If your app's steps take more than 500 milliseconds to complete, you need to track the state of processing, and you need to recover or retry if a task fails, Amazon SWF can help you.
Visit the getting started page to get sample code for parallel, sequential, fan-out and more workflow patterns.
Amazon SWF promotes a separation between the control flow of your background job's stepwise logic and the actual units of work that contain your unique business logic. This allows you to separately manage, maintain, and scale "state machinery" of your application from the core business logic that differentiates it. As your business requirements change, you can easily change application logic without having to worry about the underlying state machinery, task dispatch, and flow control.
Amazon SWF runs within Amazon’s high-availability data centers, so the state tracking and task processing engine is available whenever applications need them. Amazon SWF redundantly stores the tasks, reliably dispatches them to application components, tracks their progress, and keeps their latest state.
Amazon SWF replaces the complexity of custom-coded workflow solutions and process automation software with a fully managed cloud workflow web service. This eliminates the need for developers to manage the infrastructure plumbing of process automation so they can focus their energy on the unique functionality of their application.
Amazon SWF seamlessly scales with your application’s usage. No manual administration of the workflow service is required as you add more cloud workflows to your application or increase the complexity of your workflows.
Amazon SWF lets you write your application components and coordination logic in any programming language and run them in the cloud or on-premises.
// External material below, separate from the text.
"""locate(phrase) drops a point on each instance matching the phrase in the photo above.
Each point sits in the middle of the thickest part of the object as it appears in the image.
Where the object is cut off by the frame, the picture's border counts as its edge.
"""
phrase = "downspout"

Video encoding using Amazon S3 and Amazon EC2. In this use case, large videos are uploaded to Amazon S3 in chunks. The upload of chunks has to be monitored. After a chunk is uploaded, it is encoded by downloading it to an Amazon EC2 instance. The encoded chunk is stored to another Amazon S3 location. After all of the chunks have been encoded in this manner, they are combined into a complete encoded file which is stored back in its entirety to Amazon S3. Failures could occur during this process due to one or more chunks encountering encoding errors. Such failures need to be detected and handled through Amazon SWF's cloud workflow management.
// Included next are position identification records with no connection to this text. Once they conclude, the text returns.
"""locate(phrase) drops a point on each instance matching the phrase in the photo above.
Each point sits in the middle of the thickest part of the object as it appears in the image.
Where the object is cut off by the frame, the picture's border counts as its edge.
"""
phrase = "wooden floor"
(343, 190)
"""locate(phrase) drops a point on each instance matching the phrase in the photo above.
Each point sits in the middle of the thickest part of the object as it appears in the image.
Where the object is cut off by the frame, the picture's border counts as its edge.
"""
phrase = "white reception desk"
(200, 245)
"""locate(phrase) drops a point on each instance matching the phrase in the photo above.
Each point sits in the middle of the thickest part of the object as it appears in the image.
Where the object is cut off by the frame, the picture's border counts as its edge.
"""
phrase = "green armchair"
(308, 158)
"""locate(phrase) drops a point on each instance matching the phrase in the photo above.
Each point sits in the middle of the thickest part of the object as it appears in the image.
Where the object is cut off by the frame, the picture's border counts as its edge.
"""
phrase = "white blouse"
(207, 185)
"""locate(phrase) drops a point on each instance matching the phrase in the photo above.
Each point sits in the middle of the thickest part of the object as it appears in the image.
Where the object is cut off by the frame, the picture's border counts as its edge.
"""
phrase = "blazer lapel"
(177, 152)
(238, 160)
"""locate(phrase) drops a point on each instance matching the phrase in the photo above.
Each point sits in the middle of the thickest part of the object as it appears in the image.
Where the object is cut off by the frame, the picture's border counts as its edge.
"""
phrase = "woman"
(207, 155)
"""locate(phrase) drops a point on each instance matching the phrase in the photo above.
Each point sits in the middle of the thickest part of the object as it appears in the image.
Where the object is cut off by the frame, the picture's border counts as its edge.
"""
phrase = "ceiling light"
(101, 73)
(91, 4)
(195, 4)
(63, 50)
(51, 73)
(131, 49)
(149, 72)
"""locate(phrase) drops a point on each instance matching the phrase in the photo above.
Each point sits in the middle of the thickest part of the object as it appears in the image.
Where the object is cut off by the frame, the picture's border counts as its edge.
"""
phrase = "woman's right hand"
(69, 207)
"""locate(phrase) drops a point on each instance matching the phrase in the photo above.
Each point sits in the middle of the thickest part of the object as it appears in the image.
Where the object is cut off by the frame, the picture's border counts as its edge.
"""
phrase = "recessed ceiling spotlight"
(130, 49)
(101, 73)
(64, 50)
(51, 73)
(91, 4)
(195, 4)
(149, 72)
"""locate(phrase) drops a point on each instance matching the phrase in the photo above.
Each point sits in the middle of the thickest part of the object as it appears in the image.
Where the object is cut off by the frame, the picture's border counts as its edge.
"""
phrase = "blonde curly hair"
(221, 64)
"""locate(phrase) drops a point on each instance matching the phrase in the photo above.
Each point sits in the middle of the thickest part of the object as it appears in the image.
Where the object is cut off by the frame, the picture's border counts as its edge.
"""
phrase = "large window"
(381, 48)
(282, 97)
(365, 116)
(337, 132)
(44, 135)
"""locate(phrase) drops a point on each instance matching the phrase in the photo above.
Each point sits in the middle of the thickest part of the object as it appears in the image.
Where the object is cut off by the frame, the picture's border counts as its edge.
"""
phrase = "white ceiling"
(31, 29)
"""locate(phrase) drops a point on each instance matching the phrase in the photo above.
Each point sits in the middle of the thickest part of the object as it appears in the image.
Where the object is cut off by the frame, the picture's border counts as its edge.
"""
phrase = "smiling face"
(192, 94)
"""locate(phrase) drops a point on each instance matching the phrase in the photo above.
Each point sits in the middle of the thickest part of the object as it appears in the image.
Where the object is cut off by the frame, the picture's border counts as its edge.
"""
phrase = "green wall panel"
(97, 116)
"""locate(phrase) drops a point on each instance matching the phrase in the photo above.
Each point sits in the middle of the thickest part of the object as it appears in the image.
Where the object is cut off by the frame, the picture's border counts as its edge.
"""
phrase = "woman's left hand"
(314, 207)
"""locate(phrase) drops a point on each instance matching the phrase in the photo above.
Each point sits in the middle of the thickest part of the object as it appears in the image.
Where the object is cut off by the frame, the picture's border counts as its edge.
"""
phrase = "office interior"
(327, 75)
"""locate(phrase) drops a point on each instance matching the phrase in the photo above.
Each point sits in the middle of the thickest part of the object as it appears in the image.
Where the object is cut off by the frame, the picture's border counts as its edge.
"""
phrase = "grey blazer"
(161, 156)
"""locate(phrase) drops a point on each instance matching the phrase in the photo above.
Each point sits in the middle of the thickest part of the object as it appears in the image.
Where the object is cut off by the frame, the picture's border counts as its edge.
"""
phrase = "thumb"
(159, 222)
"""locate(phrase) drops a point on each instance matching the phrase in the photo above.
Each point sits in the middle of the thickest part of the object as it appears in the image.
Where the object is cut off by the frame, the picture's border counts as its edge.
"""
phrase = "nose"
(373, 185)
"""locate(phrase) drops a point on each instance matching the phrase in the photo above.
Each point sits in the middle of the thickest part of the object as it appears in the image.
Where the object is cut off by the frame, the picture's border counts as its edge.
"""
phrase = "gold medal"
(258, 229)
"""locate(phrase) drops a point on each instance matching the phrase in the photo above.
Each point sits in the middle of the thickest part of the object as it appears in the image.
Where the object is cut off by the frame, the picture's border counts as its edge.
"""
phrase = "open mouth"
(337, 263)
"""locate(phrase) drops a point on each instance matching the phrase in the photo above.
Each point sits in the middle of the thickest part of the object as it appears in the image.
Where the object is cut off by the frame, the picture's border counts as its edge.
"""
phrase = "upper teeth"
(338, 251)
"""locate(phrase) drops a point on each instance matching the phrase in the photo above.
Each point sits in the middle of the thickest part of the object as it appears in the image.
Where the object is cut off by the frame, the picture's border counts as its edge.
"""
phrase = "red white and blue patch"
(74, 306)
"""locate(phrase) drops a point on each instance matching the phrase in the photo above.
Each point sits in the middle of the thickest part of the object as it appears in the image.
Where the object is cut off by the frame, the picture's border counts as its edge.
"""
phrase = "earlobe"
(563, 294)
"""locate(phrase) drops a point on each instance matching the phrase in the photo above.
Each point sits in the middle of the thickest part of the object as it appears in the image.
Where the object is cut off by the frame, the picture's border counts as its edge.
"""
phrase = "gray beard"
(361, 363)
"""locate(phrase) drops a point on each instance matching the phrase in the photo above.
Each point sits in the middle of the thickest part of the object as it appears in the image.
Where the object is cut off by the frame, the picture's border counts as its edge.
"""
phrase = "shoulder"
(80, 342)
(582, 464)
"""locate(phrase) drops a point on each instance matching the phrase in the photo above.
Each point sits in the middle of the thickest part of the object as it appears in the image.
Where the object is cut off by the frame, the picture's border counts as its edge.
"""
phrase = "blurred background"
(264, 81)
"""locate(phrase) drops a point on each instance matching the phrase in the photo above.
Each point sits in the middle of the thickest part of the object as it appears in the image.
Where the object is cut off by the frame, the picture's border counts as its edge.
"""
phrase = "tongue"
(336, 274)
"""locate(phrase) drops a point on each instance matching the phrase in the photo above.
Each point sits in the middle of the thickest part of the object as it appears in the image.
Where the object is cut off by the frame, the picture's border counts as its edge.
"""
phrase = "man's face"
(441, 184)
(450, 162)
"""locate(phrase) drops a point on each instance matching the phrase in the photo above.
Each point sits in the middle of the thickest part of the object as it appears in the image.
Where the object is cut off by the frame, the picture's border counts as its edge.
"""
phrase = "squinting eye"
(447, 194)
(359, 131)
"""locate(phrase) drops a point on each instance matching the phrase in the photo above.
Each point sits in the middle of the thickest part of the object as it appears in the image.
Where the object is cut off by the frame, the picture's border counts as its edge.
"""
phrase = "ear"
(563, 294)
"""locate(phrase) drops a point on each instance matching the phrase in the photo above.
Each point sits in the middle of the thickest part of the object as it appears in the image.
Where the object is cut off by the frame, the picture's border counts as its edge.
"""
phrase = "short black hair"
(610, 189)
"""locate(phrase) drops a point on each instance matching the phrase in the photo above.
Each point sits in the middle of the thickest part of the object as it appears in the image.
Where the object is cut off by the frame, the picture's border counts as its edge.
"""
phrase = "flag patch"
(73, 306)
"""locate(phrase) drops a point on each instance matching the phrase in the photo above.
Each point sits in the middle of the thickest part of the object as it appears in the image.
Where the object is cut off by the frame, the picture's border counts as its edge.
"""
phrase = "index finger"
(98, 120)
Migrating components from the datacenter to the cloud. Business critical operations are hosted in a private datacenter but need to be moved entirely to the cloud without causing disruptions. Amazon SWF-based applications can combine workers that wrap components running in the datacenter with workers that run in the cloud. To transition a datacenter worker seamlessly, new workers of the same type are first deployed in the cloud. The workers in the datacenter continue to run as usual, along with the new cloud-based workers. The cloud-based workers are tested and validated by routing a portion of the load through them. During this testing, the application is not disrupted because the workers in the datacenter continue to run. After successful testing, the workers in the datacenter are gradually stopped and those in the cloud are scaled up, so that they move entirely to a cloud workflow management application. This cloud workflow process can be repeated for all other workers in the datacenter so that the application moves entirely to the cloud. If for some business reason, certain processing steps must continue to be performed in the private data center, those workers can continue to run in the private data center and still participate in the application.
Processing large product catalogs using Amazon Mechanical Turk. While validating data in large catalogs, the products in the catalog are processed in batches. Different batches can be processed concurrently. For each batch, the product data is extracted from servers in the datacenter and transformed into CSV (Comma Separated Values) files required by Amazon Mechanical Turk’s Requester User Interface (RUI). The CSV is uploaded to populate and run the HITs (Human Intelligence Tasks). When HITs complete, the resulting CSV file is reverse transformed to get the data back into the original format. The results are then assessed and Amazon Mechanical Turk workers are paid for acceptable results. Failures are weeded out and reprocessed, while the acceptable HIT results are used to update the catalog. As batches are processed, the system needs to track the quality of the Amazon Mechanical Turk workers and adjust the payments accordingly. Failed HITs are re-batched and sent through the pipeline again.